The difficulty with newRelic was to discover the essence of the web application’s problem. Transactions and front-end code performance was displayed in every detail, but I knew (from my configuration) that the problem of slow page loads – as displayed – lied in the general weakness of my web server.
And that is basically where Ruxit’s smartscape tile in their dashboard made the essential difference. The below screenshot shows a problem within my web application as initially displayed in Ruxit’s smartscape view:
By this view, it was obvious that the problem was either within the application itself or within the server as such. A click to the server not only reveals the path to the depending web application but also other possibly impacted services (obviously without end user impact as otherwise there would be an alert on them, too).
And digging into the server’s details revealed the problem (CPU saturation, unsurprisingly).
Still, the amount of dashboard alerts where pretty few. While I had 6 eMails from newRelic telling me about the problem on that server, I had only 2 within Ruxit: 1 telling me about the web app’s weak response and another about CPU saturation.
Next step, hence, would be to scale-up the server (in my environment) or scale-out or implement an enhanced application architecture (in a realistic production scenario). But that’s another story …
Event correlation and alerting on a “need to know” basis – at least for me – remains the right way to go.

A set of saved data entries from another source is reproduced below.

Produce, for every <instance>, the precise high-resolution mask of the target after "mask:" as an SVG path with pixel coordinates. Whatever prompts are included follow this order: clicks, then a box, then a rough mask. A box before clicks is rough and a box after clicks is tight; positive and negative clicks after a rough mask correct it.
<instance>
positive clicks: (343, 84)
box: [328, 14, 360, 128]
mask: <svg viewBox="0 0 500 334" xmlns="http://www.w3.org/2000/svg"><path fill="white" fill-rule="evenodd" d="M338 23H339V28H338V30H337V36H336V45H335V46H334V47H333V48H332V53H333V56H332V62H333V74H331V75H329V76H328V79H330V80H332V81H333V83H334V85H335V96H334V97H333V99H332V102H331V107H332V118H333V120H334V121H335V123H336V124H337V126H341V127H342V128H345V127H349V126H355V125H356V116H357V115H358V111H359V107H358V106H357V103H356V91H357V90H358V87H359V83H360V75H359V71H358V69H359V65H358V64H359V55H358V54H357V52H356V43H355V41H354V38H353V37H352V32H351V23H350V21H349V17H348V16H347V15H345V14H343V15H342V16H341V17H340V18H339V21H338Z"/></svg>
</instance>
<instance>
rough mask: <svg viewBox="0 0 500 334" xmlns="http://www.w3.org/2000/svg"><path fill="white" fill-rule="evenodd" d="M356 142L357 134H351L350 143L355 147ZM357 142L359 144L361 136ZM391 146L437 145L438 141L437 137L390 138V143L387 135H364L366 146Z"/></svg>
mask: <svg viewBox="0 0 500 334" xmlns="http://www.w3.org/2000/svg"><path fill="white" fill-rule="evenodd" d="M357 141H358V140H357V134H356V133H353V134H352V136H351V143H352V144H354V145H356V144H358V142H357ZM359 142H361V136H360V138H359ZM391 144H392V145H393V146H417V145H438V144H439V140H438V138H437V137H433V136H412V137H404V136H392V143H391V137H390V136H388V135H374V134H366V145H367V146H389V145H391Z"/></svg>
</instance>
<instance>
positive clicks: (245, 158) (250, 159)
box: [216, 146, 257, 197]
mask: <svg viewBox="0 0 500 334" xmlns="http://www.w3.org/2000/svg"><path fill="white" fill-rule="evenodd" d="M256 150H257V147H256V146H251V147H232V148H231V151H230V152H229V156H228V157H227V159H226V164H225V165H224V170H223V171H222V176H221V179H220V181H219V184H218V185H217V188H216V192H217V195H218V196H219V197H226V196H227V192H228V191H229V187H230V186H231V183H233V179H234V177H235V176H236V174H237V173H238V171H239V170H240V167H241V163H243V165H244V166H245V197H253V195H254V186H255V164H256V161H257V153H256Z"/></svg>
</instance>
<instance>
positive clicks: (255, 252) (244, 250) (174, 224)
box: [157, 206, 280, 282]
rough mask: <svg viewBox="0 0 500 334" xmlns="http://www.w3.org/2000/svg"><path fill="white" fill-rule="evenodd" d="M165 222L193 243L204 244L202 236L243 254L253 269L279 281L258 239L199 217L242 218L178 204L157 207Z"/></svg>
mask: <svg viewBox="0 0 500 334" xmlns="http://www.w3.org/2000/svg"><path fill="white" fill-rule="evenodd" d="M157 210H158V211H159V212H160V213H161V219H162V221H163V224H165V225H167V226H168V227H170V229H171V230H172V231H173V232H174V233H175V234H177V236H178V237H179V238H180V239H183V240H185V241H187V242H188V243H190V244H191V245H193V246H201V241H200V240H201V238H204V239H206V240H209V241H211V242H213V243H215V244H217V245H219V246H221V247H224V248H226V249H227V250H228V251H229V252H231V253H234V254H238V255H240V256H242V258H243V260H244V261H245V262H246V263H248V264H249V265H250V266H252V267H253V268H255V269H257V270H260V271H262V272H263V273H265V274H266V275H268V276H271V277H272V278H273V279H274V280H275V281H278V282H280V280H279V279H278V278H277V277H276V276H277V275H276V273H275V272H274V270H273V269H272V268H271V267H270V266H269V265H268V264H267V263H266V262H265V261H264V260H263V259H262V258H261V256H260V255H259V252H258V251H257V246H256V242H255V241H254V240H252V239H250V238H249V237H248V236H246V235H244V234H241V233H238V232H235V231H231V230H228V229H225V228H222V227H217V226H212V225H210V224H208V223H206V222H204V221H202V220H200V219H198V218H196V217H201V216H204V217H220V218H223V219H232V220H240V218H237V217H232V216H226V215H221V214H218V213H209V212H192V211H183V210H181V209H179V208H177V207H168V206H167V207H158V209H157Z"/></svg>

This little test was done with just one server, one database, one web application (and a few other services). While newRelics comprehensive approach to showing information is really compelling and perfectly serves the objective of complete SLA compliancy reporting, Ruxit’s “need to know” principle much more meets the needs of what I would expect form innovative cloud monitoring.
Considering Netflix’s philosophy from the beginning of this article, innovative cloud monitoring basically translates into: Every extra step is a burden. Every extra information on events without impact means extra OPS effort. And every extra-click to correlate different events to a probable common root-cause critically lengthens MTTR.
A “need to know” monitoring approach while at the same time offering full stack visibility of correlated events is – for me – one step closer to comprehensive Cloud-ready monitoring and DevOps.
And Ruxit really seems to be “spot on” in that respect!